Wang shares this motivation with other grassroots thinkers. The journalist turned historian Yang Jisheng watched his foster father die of starvation during the Great Famine and decided that his life’s work would be documenting that terrible upheaval. The video blogger Tiger Temple worked as a child forced laborer on a railway in the 1960s and later decided to document that history. Ai saw women being oppressed. Jiang learned about her grandfather’s death by starvation and began to research the famine. More recently, many suffered because of the government’s mishandling of the COVID-19 pandemic and began to document their experiences. This response can be seen as narrow or parochial, but as Wang recognized, it is also how societies change: by people trying to understand and describe their own lives.

Chinese citizens may increasingly question the official narratives about their country’s past.

The impact of these underground historians can be measured in two ways. One is the government’s commitment to stamping them out. People often imagine that authoritarian leaders have endless political capital. In fact, they have to choose their battles. Xi’s decision to make the control of history one of his top priorities shows that he feels that it is important. In speeches, he has explicitly spoken out against trends in the 1980s Soviet Union, when its leader, Mikhail Gorbachev, allowed criticism of the party’s history as part of his policy of glasnost, or openness. Xi has said that by allowing criticism of the Soviet Union’s history, Gorbachev's actions led to the country’s ideological hollowing out. This, in Xi’s analysis, is the key reason why the Soviet Union collapsed—and why the CCP must stamp out unofficial historians.

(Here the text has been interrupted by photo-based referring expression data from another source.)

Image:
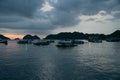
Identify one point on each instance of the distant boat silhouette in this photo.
(64, 44)
(4, 41)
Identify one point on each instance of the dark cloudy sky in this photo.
(53, 16)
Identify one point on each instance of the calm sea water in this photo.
(90, 61)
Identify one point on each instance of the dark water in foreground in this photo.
(91, 61)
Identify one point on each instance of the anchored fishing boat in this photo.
(64, 44)
(41, 42)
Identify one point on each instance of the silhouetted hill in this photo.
(30, 37)
(3, 37)
(74, 35)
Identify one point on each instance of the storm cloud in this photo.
(31, 16)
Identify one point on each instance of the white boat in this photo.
(41, 42)
(65, 44)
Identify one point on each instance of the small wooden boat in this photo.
(94, 40)
(4, 41)
(64, 44)
(77, 42)
(24, 42)
(41, 42)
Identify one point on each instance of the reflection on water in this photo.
(90, 61)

The recent white paper protests show that these undercurrents can have political repercussions, creating arguably the biggest challenge to the party since the 1989 Tiananmen protests. It was in this period that writers such as Jiang became extremely popular on Chinese social media. Earlier in her career she had written a long essay on the magazine Spark and other pieces examining popular unrest in central and Eastern Europe in the Cold War era. Her works in 2022 and 2023 drawing on these experiences were banned by censors but were posted and reposted hundreds of time.

As China faces difficult issues on many fronts—slow growth, demographic problems, and a tense foreign policy environment—events such as the white paper protests may be less outliers than harbingers of a new, more volatile time. But they also suggest that ordinary Chinese citizens may increasingly be ready to question the official narratives about their country’s past and develop new understandings of the forces that are shaping the country’s present and its future.